Vor ein paar Wochen hatte ich die Möglichkeit, mit dem deutschen Lehrer Harald Dallmann von der Schule Talitha Kumi zu sprechen. Der 59-Jährige ist Mitglied der Schulleitung und bereitet die Schülerinnen und Schüler auf das deutsche Abitur vor, die diesen schweren Weg gehen wollen und können. Meine erste Frage an ihn war, ob man an dieser Schule – angesichts christlicher und muslimischer Schüler – den Frieden, auch den Frieden der Religionen vorlebe?
Harald Dallmann: Wir haben natürlich mitunter auch mal zugespitzte Diskussionen mit Kollegen und Schülern, die – vielleicht verständlich auch – eine sehr einseitig palästinensische Position oft äußern. Besonders zu Zeiten des Gazakrieges hatten wir das. Da gab es von palästinensischer Seite sehr viel Jubel über jede Rakete, die da abgeschossen worden ist, und jede israelische Gegenreaktion wurde sehr, sehr kritisiert und beschimpft, und wir haben immer versucht, einmal eine ausgleichende Position zu äußern und auch zu vermitteln. Das war aber gerade zu der Zeit sehr, sehr schwierig.
Gessler: Nun sind ja hier Schuluniformen angesagt, Pflicht, und das Kopftuch ist nicht Teil der Schuluniform, das heißt, es wird erwartet, dass kein Kopftuch getragen wird. Ist das ein Konfliktthema?
Dallmann: Es gibt manchmal Eltern, die um ihre Mädchen bangen, dass die nun nicht sittlich genug gekleidet sind. Wir sagen dazu, wir sind hier innerhalb der Familie, und wie macht ihr das denn zu Hause? Tragt ihr zu Hause Kopftuch? Und dann sagen die Frauen, nein, nein, also wenn wir zu Hause sind, dann machen wir das auch ab. Dann sagen wir: Seht ihr, wir sind hier in der Familie, und deshalb machen wir das auch so. Wir brauchen kein Kopftuch hier zu Hause.
Gessler: Wenn man hier in Palästina ist und nach dem palästinensischen Curriculum lehrt, gibt es, kann ich mir vorstellen, immer wieder Schwierigkeiten zum Beispiel beim Thema Holocaust. Findet der denn statt im Unterricht?
Dallmann: Bei den palästinensischen Lehrplänen, im palästinensischen Sektor bin ich mir relativ sicher, dass der Holocaust keine Rolle spielt.

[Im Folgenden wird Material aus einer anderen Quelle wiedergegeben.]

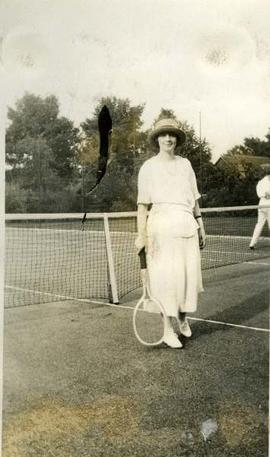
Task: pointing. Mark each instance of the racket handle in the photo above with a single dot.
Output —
(142, 255)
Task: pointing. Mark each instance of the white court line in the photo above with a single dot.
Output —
(85, 300)
(230, 325)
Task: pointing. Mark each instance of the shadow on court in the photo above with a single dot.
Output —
(77, 382)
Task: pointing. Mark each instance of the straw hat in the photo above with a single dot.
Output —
(167, 126)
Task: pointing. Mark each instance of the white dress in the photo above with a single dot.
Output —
(173, 255)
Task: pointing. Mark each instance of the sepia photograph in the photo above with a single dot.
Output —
(135, 231)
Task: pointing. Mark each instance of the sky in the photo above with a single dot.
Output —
(193, 56)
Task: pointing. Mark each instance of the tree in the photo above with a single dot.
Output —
(40, 153)
(34, 118)
(117, 191)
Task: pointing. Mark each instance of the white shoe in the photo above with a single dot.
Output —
(171, 339)
(184, 328)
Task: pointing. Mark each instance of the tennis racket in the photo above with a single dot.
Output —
(148, 315)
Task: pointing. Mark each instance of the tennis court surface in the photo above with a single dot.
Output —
(77, 382)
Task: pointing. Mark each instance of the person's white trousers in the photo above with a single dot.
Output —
(263, 216)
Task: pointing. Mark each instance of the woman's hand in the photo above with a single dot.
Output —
(141, 242)
(202, 237)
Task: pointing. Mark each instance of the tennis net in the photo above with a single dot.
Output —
(50, 258)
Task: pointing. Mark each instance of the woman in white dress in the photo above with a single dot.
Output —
(173, 232)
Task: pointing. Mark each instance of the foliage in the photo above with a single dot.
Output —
(37, 118)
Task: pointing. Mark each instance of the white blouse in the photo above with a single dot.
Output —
(171, 182)
(263, 188)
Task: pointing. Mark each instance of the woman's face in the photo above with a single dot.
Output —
(167, 142)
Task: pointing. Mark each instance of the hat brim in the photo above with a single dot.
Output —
(181, 136)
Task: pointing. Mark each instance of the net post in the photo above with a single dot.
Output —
(113, 293)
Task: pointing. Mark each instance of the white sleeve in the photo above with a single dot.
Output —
(193, 181)
(260, 188)
(143, 186)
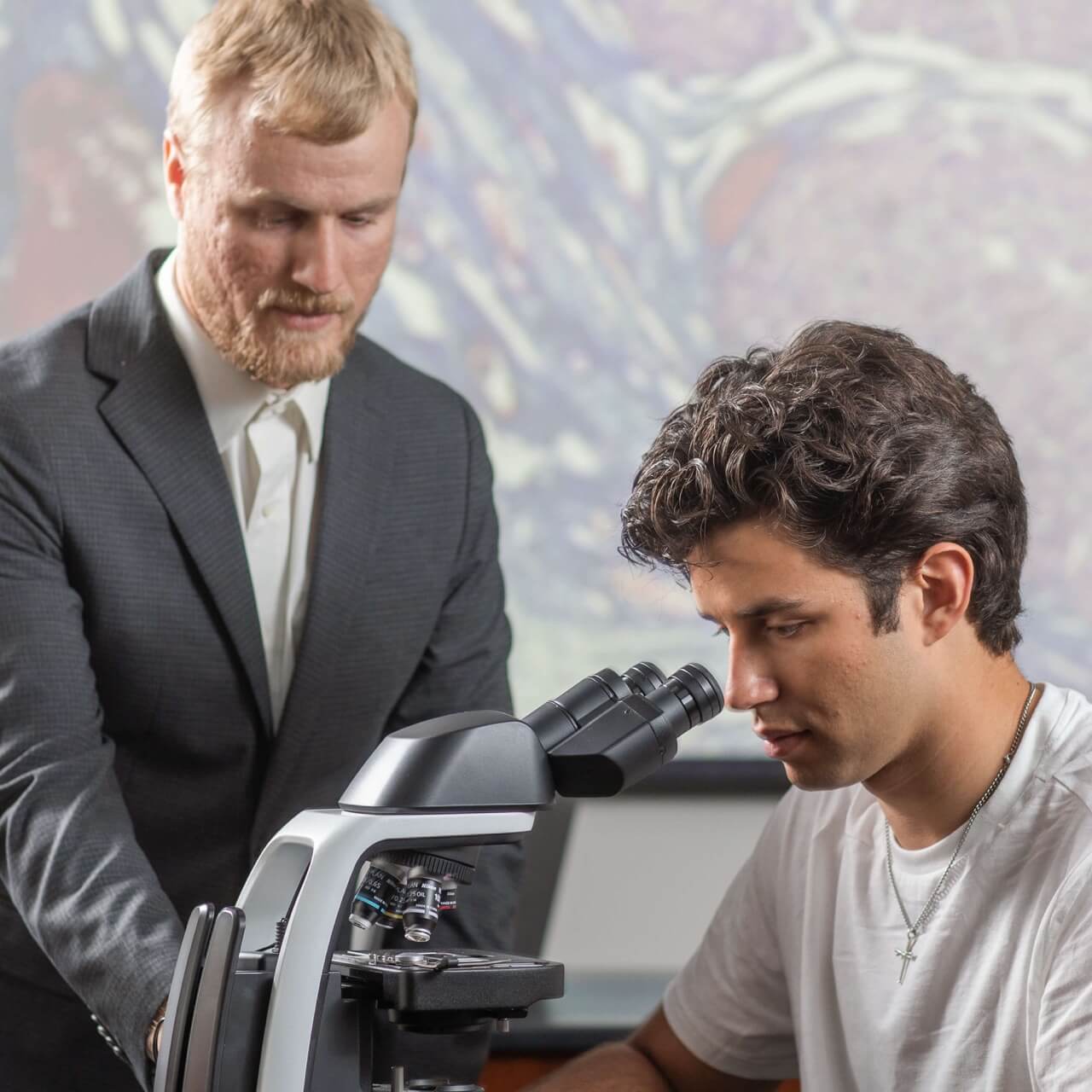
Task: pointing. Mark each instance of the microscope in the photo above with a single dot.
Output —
(260, 999)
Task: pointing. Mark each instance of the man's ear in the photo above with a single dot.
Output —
(944, 579)
(174, 172)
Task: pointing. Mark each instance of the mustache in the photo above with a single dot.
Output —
(303, 303)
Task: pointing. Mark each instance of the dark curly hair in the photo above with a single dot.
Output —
(860, 447)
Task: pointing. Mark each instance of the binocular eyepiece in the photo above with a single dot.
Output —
(611, 730)
(600, 736)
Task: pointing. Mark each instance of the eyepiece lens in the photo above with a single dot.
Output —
(643, 678)
(698, 691)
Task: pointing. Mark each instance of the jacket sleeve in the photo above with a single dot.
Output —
(70, 861)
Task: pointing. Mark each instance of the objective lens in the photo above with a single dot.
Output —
(378, 900)
(421, 909)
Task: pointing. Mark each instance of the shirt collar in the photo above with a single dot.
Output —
(230, 398)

Gessler: Und das wird hier in der Schule akzeptiert, oder wäre es nicht Pflicht, als deutsche Schule zu sagen, nein, das muss unterrichtet werden?

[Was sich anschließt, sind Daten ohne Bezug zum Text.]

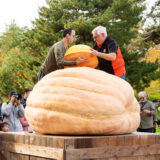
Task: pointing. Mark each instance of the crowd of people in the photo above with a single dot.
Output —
(12, 117)
(148, 113)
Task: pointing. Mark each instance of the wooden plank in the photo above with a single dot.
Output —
(114, 152)
(45, 152)
(39, 158)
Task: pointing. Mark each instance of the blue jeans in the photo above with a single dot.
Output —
(123, 76)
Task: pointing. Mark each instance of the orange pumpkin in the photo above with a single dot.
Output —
(82, 51)
(82, 101)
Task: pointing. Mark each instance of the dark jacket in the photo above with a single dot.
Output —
(147, 119)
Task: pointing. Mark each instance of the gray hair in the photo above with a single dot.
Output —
(100, 29)
(143, 93)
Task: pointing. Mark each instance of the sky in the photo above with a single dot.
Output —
(21, 11)
(24, 11)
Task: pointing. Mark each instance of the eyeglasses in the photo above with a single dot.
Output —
(75, 36)
(95, 37)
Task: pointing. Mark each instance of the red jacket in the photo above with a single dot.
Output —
(24, 123)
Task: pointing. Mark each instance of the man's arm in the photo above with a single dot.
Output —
(108, 57)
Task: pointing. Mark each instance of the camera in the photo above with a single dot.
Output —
(18, 96)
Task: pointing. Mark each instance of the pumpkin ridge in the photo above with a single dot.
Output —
(105, 91)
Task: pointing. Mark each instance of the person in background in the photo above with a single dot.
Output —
(12, 111)
(54, 59)
(1, 101)
(4, 126)
(27, 91)
(146, 114)
(24, 123)
(108, 52)
(23, 120)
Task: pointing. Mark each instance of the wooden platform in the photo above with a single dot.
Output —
(135, 146)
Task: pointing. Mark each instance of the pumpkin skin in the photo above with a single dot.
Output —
(81, 101)
(82, 51)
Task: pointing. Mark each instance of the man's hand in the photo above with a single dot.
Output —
(81, 60)
(18, 102)
(94, 52)
(144, 111)
(13, 100)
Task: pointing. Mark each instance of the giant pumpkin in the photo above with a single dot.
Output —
(82, 101)
(82, 51)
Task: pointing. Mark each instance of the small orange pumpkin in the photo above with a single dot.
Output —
(82, 51)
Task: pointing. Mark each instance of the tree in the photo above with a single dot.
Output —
(120, 17)
(16, 65)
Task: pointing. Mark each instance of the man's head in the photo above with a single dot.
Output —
(155, 102)
(27, 91)
(13, 93)
(99, 34)
(143, 96)
(70, 35)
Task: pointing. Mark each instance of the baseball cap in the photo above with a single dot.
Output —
(12, 92)
(155, 100)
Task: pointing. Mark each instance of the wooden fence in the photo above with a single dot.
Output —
(135, 146)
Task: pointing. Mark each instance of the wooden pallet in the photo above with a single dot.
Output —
(135, 146)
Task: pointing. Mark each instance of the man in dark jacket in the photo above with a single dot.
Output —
(12, 111)
(54, 59)
(108, 52)
(147, 113)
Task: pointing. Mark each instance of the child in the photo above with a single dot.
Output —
(4, 126)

"Selbstverständlich gibt es Israel"
Dallmann: Wir sind insoweit dann nicht deutsche Schule, sondern unterstehen dem Ministerium für Erziehung der palästinensischen Autonomiebehörde – das ist auch zurückzuführen auf eine Vereinbarung des Schulträgers, des Berliner Missionswerkes, mit der palästinensischen Autonomiebehörde –, sodass dieses als eine palästinensische Schule anerkannt ist, die auch den nationalen Tauwjihi-Abschluss machen kann. Wenn wir das nicht täten, hätten wir gar keine Schüler, weil niemand möchte die Schule ohne Tauwjihi verlassen.

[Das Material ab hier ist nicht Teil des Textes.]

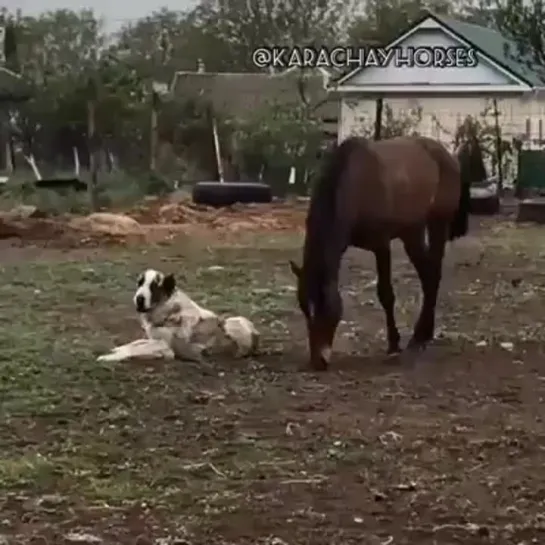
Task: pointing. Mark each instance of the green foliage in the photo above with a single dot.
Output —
(483, 128)
(278, 136)
(525, 22)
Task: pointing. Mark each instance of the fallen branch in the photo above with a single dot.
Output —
(209, 465)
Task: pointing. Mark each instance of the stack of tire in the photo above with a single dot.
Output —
(220, 194)
(485, 199)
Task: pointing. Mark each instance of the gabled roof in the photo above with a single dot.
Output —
(238, 94)
(491, 43)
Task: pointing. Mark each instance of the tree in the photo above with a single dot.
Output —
(229, 30)
(524, 21)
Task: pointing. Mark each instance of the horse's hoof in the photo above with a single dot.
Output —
(313, 368)
(415, 345)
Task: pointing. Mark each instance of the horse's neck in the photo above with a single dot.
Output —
(323, 262)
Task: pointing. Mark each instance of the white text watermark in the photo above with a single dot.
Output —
(361, 57)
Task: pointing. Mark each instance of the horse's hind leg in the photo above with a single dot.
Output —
(428, 262)
(386, 296)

Gessler: Israel wird ja hier in Palästina offiziell überhaupt nicht genannt, es wird nur Besatzungsarmee oder Besatzungsstaat tituliert. Wie handhaben Sie das hier in der Schule?
Dallmann: Also zum Beispiel hatte ich kürzlich im Mathematikunterricht so eine Situation, dass in unserem deutschen Mathematikbuch von Israel die Rede war. Meine Schüler sind wie von der Tarantel gestochen aufgesprungen teilweise und haben gesagt, Israel gibt es nicht. Und da mussten wir darüber diskutieren, dass es selbstverständlich Israel gibt. Ich sag: Sollen wir mal aus dem Fenster sehen? Was ist denn da hinten zum Beispiel? Selbstverständlich gibt es Israel. Und es macht auch keinen Sinn, die Augen davor zu verschließen und dergleichen, das kann ich alles den Schülern sagen. Inwieweit das dann aber von den Schülern wirklich akzeptiert wird, das wage ich nicht zu beurteilen. Ich vermute mal, dass der Einfluss da von Freunden und Eltern und dem alltäglichen Umfeld, dass das doch sehr viel größer ist.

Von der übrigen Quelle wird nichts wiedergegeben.